Histoire
septembre 10, 2026

La Watch d’Apple veut se souvenir de ce que vous avez entendu — mais d’autres pourraient ne pas le vouloir

Apple présente les nouveaux outils audio de sa Watch comme des aides facultatives, protégées en matière de vie privée, pour l’accessibilité et la mémoire, tandis que les critiques soutiennent que faciliter la capture des conversations pourrait normaliser une forme plus intrusive de surveillance quotidienne.

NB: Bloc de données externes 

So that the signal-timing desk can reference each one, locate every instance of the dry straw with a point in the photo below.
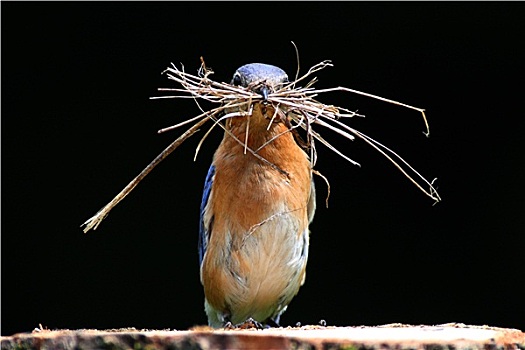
(297, 104)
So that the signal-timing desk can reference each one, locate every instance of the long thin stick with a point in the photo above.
(93, 222)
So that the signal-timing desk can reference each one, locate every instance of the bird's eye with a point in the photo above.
(237, 79)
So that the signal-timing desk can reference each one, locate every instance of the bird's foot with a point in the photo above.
(250, 323)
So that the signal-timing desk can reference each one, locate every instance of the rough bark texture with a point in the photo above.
(451, 336)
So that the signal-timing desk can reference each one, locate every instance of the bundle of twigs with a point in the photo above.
(298, 103)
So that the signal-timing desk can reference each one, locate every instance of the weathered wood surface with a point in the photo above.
(451, 336)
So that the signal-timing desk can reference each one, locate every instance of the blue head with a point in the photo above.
(262, 78)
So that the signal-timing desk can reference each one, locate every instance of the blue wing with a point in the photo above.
(205, 232)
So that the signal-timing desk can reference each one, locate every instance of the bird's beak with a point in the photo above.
(264, 91)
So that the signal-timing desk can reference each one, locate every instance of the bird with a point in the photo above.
(255, 212)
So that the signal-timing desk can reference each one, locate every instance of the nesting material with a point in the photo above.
(296, 105)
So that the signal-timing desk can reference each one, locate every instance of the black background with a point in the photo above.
(78, 125)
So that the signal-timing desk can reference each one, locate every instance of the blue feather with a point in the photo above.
(204, 232)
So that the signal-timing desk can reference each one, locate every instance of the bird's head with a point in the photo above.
(260, 78)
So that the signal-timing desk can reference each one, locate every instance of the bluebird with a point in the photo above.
(255, 211)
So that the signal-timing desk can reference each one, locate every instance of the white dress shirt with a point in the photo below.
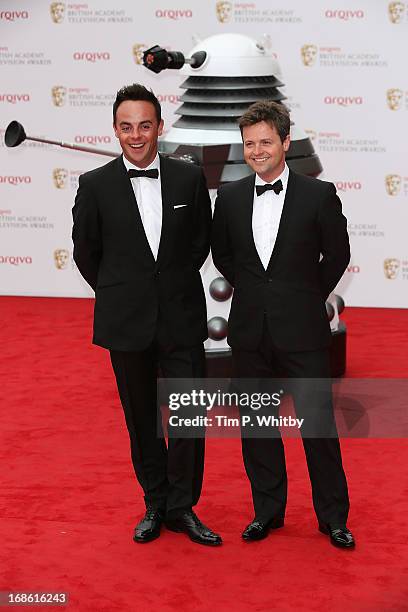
(149, 201)
(266, 215)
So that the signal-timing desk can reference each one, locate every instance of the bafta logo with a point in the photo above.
(60, 176)
(393, 184)
(224, 11)
(394, 98)
(61, 259)
(396, 12)
(391, 267)
(309, 54)
(138, 50)
(57, 10)
(59, 94)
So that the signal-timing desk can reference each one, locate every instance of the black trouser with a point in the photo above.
(171, 477)
(264, 458)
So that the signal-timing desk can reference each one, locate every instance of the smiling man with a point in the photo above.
(280, 239)
(141, 234)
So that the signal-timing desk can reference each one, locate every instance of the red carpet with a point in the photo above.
(69, 501)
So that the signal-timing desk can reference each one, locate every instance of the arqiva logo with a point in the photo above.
(344, 15)
(174, 14)
(92, 139)
(13, 15)
(348, 185)
(15, 260)
(91, 56)
(170, 98)
(15, 180)
(344, 100)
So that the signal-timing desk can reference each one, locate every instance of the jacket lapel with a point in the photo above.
(166, 180)
(126, 194)
(247, 198)
(285, 218)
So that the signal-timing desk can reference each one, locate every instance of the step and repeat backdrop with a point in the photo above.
(344, 68)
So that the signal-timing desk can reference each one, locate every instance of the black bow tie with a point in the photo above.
(152, 173)
(276, 187)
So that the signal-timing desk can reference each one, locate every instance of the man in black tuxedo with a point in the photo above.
(280, 239)
(141, 234)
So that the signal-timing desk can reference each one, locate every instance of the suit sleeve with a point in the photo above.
(202, 224)
(220, 241)
(335, 246)
(86, 234)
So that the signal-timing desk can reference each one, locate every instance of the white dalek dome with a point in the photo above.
(225, 74)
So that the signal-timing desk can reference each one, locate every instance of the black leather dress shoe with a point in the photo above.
(257, 530)
(149, 527)
(189, 523)
(339, 536)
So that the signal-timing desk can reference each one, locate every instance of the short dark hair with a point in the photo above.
(136, 92)
(274, 113)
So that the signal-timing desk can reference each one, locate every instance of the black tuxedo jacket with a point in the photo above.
(309, 257)
(134, 291)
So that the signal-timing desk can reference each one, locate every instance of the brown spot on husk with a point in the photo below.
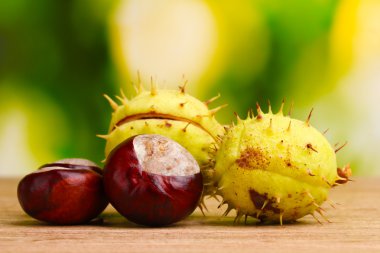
(252, 158)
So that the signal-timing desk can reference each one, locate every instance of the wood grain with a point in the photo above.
(355, 227)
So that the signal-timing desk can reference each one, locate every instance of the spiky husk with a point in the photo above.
(275, 168)
(171, 113)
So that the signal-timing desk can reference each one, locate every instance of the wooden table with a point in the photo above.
(355, 227)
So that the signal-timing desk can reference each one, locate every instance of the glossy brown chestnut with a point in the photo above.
(65, 192)
(152, 180)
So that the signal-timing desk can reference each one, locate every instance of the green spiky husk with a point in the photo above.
(171, 113)
(274, 168)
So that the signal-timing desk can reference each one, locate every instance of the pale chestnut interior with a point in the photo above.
(163, 156)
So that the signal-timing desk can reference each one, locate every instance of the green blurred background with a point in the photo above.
(57, 58)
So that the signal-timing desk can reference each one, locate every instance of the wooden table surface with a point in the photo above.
(355, 227)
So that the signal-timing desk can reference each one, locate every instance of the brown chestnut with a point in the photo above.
(65, 192)
(152, 180)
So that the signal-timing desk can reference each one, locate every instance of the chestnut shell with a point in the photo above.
(146, 198)
(63, 196)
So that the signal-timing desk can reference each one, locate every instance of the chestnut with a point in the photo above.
(65, 192)
(152, 180)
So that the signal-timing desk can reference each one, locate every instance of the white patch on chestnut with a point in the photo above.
(160, 155)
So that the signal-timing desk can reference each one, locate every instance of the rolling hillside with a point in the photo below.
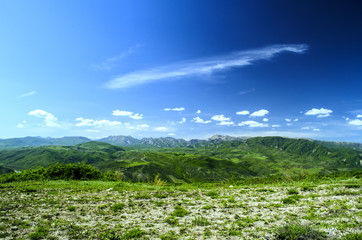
(12, 143)
(214, 161)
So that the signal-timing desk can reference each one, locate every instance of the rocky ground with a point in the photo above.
(111, 210)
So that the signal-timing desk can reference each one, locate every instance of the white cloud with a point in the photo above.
(161, 129)
(220, 118)
(138, 127)
(252, 124)
(136, 116)
(92, 130)
(28, 94)
(132, 115)
(226, 123)
(247, 91)
(355, 122)
(175, 109)
(199, 120)
(204, 66)
(49, 119)
(95, 123)
(244, 112)
(323, 112)
(183, 120)
(111, 62)
(260, 113)
(121, 113)
(21, 125)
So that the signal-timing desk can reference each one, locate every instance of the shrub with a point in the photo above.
(353, 236)
(200, 221)
(133, 233)
(172, 221)
(292, 191)
(39, 233)
(289, 200)
(179, 212)
(296, 231)
(117, 207)
(59, 171)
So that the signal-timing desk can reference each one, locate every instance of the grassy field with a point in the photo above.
(325, 209)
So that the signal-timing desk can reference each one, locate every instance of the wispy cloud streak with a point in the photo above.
(111, 62)
(28, 94)
(203, 67)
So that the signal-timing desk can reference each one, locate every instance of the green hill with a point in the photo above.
(12, 143)
(217, 161)
(4, 170)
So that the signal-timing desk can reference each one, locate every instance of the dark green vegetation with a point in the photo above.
(12, 143)
(296, 231)
(58, 209)
(213, 160)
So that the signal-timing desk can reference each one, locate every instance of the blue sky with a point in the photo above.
(186, 69)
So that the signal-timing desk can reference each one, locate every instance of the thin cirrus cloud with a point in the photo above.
(111, 62)
(260, 113)
(252, 124)
(200, 120)
(85, 122)
(180, 109)
(201, 67)
(221, 118)
(132, 115)
(28, 94)
(244, 112)
(49, 120)
(320, 113)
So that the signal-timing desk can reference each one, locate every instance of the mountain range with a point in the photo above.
(176, 160)
(128, 141)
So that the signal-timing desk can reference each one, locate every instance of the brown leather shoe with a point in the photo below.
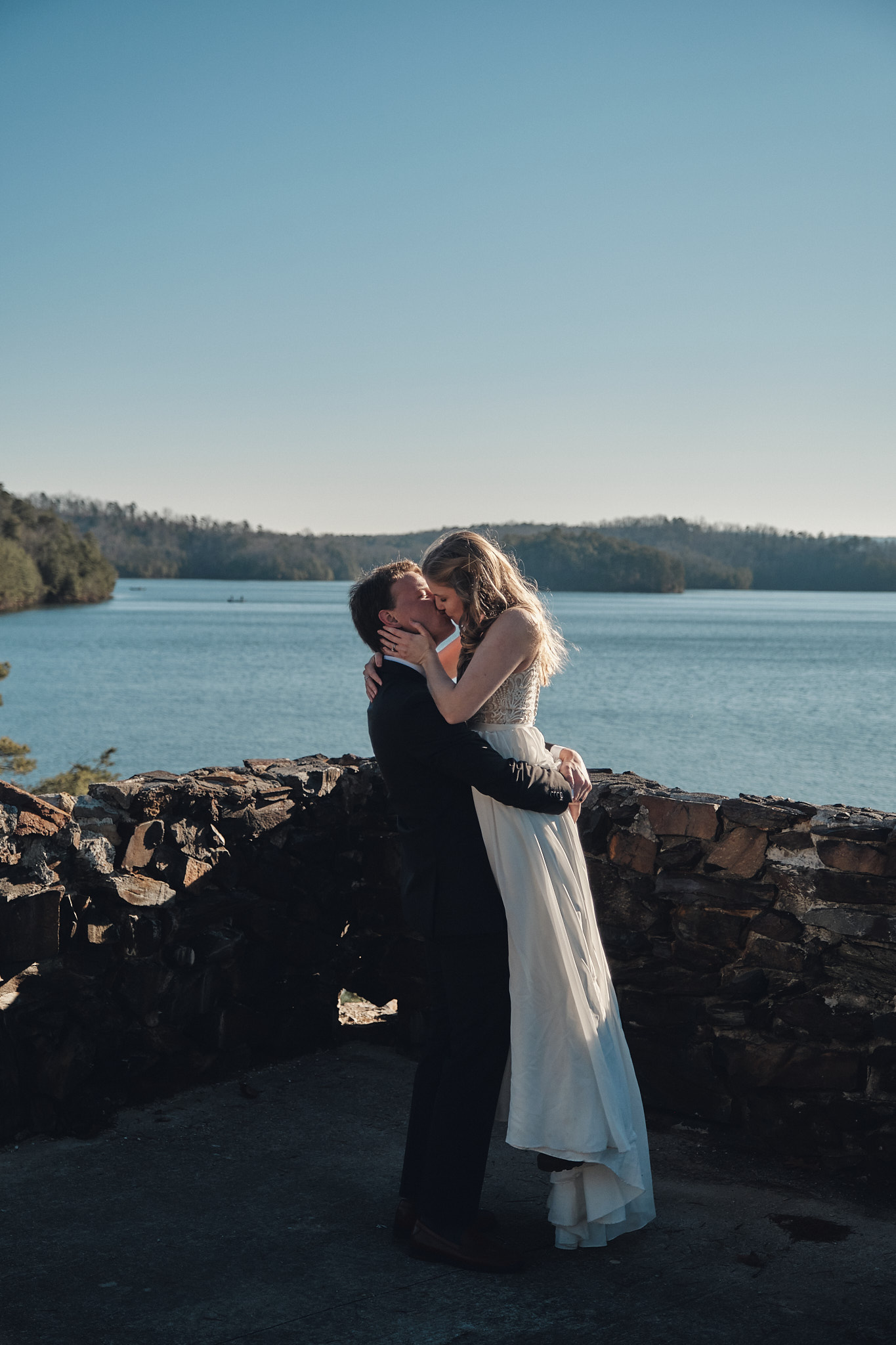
(475, 1251)
(406, 1216)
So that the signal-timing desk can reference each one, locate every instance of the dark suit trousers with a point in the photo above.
(458, 1079)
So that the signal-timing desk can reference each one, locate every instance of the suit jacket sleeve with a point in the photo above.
(459, 752)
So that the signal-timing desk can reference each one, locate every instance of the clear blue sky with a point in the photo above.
(391, 264)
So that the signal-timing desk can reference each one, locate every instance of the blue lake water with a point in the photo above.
(763, 693)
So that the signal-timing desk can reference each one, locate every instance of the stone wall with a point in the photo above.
(167, 929)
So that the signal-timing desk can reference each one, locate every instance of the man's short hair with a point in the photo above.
(371, 595)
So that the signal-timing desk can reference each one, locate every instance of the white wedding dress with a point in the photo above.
(572, 1091)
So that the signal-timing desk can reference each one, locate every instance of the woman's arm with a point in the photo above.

Apple a profité de son événement matériel « Surprise and Shine » pour présenter une nouvelle génération de fonctionnalités de Watch fondées sur ce qu’elle appelle l’intelligence audio. L’usage le plus évident est l’assistance : l’IA embarquée peut alerter les utilisateurs de sirènes, d’alarmes, de sonnettes ou des pleurs d’un bébé, y compris lorsque leur iPhone n’est pas à proximité.

Le débat le plus vif commence avec Live Rewind. En appuyant deux fois sur la Digital Crown, un utilisateur peut transcrire les 15 secondes de parole précédentes et enregistrer le texte dans l’application Siri autonome d’Apple. Apple suggère que l’outil pourrait conserver une recommandation de livre, l’idée d’un collègue ou quelque chose que l’utilisateur n’a pas saisi la première fois.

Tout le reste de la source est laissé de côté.